A serverless URL shortener that leverages AWS Lambda for short link creation, and S3 for link storage and redirection.
The serverless scaffolding for this was largely lifted from @danielireson's excellent tutorial.
longlinks
uses a consistent hashing algorithm to convert long URLs into short hashes, encoded with
a base-48 alphanumeric character set. It is optimized for ease of operation, cost effectiveness at
scale, and for generating URLs suitable for social media sharing. A list of allowed domains (for
input URLs) must be specified as part of your configuration.
Note: The consistent hashing algorithm allows for fast and simple link creation, but also means that there's a very small but non-zero chance of "collisions", where two different URLs shorten to the same value. If your links will stay relevant in perpetuity, it's probably not the approach you want.

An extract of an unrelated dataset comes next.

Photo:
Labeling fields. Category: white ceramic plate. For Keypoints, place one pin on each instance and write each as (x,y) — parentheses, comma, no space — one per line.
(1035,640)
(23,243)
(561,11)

Either checkout this repo, or else just install via npm:
npm install @change-org/longlinks
cd node_modules/@change-org/longlinks
The longlinks package is actually a deployable serverless app. Deploying it will automatically provision the necessary AWS services (Lambda, API Gateway, S3 bucket, using a CloudFormation stack) according to your configuration file.
To deploy it, you'll just need a couple of things:
The serverless quick start guide explains how to set up your AWS provider credentials.

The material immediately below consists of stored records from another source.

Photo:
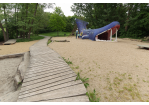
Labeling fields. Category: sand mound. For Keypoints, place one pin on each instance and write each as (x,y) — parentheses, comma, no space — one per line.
(19,47)
(118,71)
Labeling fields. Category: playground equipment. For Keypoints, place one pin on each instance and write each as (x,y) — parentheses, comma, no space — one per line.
(101,34)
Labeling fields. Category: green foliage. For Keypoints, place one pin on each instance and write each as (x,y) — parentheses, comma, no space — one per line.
(92,96)
(57,22)
(133,17)
(31,39)
(67,61)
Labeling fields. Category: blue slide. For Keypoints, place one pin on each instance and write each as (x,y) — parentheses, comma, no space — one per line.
(102,33)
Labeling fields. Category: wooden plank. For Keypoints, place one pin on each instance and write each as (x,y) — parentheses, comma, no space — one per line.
(47,85)
(82,98)
(45,69)
(44,83)
(57,87)
(64,92)
(48,63)
(57,73)
(41,68)
(10,41)
(144,46)
(50,78)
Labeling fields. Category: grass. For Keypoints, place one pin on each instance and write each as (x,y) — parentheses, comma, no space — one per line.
(67,61)
(49,41)
(92,96)
(84,80)
(54,34)
(31,39)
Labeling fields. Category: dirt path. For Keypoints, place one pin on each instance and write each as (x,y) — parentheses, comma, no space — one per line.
(118,71)
(19,47)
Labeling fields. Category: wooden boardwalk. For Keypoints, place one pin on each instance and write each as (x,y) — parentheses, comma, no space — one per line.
(144,46)
(10,41)
(49,78)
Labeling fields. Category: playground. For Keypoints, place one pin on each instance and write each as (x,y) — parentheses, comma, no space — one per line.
(118,71)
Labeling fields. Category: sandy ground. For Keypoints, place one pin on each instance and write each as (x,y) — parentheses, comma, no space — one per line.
(118,71)
(19,47)
(8,69)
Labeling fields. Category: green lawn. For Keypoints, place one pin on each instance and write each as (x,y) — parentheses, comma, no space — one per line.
(31,39)
(54,34)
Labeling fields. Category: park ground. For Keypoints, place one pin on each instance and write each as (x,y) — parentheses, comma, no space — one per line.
(19,47)
(118,71)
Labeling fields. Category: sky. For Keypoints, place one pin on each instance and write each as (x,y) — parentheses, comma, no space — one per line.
(65,7)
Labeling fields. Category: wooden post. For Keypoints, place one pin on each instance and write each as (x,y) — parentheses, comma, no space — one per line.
(116,35)
(111,35)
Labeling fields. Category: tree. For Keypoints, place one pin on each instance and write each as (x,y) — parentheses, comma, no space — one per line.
(21,18)
(57,22)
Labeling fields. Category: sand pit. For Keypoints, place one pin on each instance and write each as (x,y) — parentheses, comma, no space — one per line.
(118,71)
(19,47)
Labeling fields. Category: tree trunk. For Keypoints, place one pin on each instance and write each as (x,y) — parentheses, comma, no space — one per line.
(126,27)
(32,21)
(4,34)
(16,20)
(7,36)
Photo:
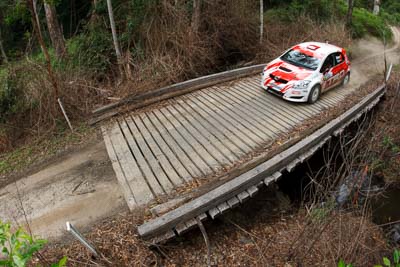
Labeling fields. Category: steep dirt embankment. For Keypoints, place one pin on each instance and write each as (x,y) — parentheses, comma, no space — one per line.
(81,187)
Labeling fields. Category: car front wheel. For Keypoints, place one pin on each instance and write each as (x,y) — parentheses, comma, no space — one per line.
(346,79)
(314,94)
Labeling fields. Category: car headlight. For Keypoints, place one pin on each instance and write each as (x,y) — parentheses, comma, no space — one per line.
(301,84)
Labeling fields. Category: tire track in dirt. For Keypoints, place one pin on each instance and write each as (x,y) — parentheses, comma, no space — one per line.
(82,187)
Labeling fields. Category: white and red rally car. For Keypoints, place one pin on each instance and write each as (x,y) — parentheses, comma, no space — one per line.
(305,71)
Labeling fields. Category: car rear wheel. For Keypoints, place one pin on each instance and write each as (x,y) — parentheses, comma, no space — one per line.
(314,94)
(346,79)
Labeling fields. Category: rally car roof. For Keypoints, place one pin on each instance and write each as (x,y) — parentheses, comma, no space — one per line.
(318,49)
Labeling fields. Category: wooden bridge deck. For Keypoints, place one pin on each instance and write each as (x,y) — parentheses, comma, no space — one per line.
(200,133)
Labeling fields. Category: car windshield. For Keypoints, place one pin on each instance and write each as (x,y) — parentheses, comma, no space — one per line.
(300,59)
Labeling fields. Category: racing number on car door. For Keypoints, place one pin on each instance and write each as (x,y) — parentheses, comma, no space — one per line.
(333,70)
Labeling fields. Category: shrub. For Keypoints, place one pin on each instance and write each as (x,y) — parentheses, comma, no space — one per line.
(10,95)
(92,50)
(365,22)
(17,248)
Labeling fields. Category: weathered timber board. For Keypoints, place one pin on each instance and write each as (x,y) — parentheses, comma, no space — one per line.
(201,133)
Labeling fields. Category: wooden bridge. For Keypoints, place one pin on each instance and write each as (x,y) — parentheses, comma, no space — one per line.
(223,130)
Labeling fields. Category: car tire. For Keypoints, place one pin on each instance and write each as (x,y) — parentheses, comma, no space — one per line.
(346,79)
(314,94)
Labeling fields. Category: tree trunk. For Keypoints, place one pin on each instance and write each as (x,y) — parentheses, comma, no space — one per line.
(261,21)
(349,20)
(56,35)
(376,7)
(36,28)
(196,15)
(114,31)
(3,52)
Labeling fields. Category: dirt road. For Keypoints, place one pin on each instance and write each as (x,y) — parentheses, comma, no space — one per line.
(81,187)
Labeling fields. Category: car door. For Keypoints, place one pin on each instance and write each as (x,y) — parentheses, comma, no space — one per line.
(333,70)
(340,68)
(327,73)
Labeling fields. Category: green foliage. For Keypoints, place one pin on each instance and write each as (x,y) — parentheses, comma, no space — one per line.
(341,263)
(387,262)
(389,144)
(92,50)
(17,247)
(365,22)
(10,95)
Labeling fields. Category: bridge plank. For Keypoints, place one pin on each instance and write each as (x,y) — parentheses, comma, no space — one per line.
(242,111)
(255,175)
(308,112)
(124,185)
(192,148)
(220,125)
(266,114)
(228,122)
(284,109)
(212,136)
(160,156)
(179,153)
(164,150)
(141,191)
(141,153)
(269,109)
(214,158)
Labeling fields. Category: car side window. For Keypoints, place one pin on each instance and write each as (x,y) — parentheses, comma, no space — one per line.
(339,58)
(328,63)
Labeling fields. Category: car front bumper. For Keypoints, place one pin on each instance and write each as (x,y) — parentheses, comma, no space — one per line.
(289,95)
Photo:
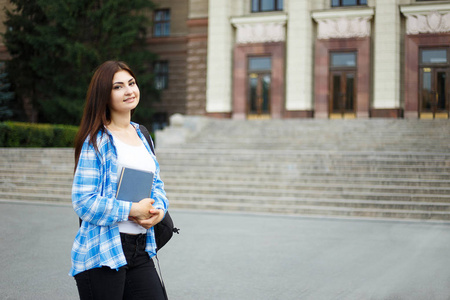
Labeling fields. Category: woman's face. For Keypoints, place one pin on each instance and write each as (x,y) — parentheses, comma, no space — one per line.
(124,94)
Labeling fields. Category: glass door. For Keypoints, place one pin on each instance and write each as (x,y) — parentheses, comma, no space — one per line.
(342,85)
(259,86)
(342,94)
(434,84)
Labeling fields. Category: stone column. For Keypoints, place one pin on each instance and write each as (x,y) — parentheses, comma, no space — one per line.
(387,56)
(219,61)
(299,52)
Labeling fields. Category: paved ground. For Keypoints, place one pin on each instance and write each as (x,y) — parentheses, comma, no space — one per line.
(237,256)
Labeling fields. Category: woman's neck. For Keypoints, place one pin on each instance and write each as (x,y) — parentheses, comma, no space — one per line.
(118,123)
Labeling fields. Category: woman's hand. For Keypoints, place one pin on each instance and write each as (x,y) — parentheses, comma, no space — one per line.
(156,216)
(141,209)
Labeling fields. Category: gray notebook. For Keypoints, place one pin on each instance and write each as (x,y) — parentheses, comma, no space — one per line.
(134,185)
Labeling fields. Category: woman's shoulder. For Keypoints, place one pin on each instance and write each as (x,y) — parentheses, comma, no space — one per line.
(102,140)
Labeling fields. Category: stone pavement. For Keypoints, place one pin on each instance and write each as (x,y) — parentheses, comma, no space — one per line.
(242,256)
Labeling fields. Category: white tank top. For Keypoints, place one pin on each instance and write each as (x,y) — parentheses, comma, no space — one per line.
(136,157)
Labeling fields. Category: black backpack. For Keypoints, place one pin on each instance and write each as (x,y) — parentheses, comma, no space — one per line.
(163,230)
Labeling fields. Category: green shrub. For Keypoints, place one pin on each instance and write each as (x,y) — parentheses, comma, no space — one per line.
(16,134)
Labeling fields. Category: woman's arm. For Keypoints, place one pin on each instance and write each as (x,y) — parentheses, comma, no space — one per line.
(87,198)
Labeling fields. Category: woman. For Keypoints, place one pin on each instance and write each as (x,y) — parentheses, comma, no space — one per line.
(111,254)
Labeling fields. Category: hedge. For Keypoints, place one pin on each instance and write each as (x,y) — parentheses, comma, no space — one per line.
(17,134)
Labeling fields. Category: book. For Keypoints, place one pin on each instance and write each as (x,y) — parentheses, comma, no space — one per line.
(134,185)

Also install the serverless CLI tool via npm:
npm install -g serverless
Create a file called config.json
in the longlinks directory. You can start by copying
config.sample.json
, and filling in a few details, especially:
Field | Description |
---|---|
bucket |
The name of the S3 bucket you want to create / deploy to |
domain_safe_list |
List of input domains that your shortener will accept |
region |
The AWS region where your S3 bucket lives |
short_domain |
If you have a short domain, you'll also need to configure it as an alias for your S3 bucket's static website hostname, later. |
If you are going to use a short domain, you probably want to manage the DNS records for it using
Amazon Route 53, in which case Amazon requires that your bucket name matches the short domain.
So, for example use "bucket": "xyz.io"
and "short_domain": "http://xyz.io"
.
Now you can deploy:
serverless deploy
This will output the URL of the API Gateway endpoint for your Lambda function. You can also log in to the AWS console, go to CloudFormation, and see all the details about the stack that was created.
Try creating a new "short" link by using curl to call the endpoint:
curl -X POST -H "Content-Type: application/json" -d '{"url":"http://example.com/"}' <endpoint_url>
The response will show you the short hash value for that URL, as well as the final short URL. A
file with that name will have been created in your S3 bucket, and accessing that file via the
static website hostname (ie., the one with the hostname including <bucket-name>.s3-website-
) for
the bucket will result in a 301 redirect to your destination URL!
Attempts to shorten invalid URLs, or anything not matching the domain_safe_list
will result in a
400 response.
By default, longlinks generates 10-character hashes. But you can specify any length in the range
[7, 12] characters by including a hashLength
parameter in the JSON body. Shorter hashes will have
a greater chance of collisions, but that might be acceptable for certain uses.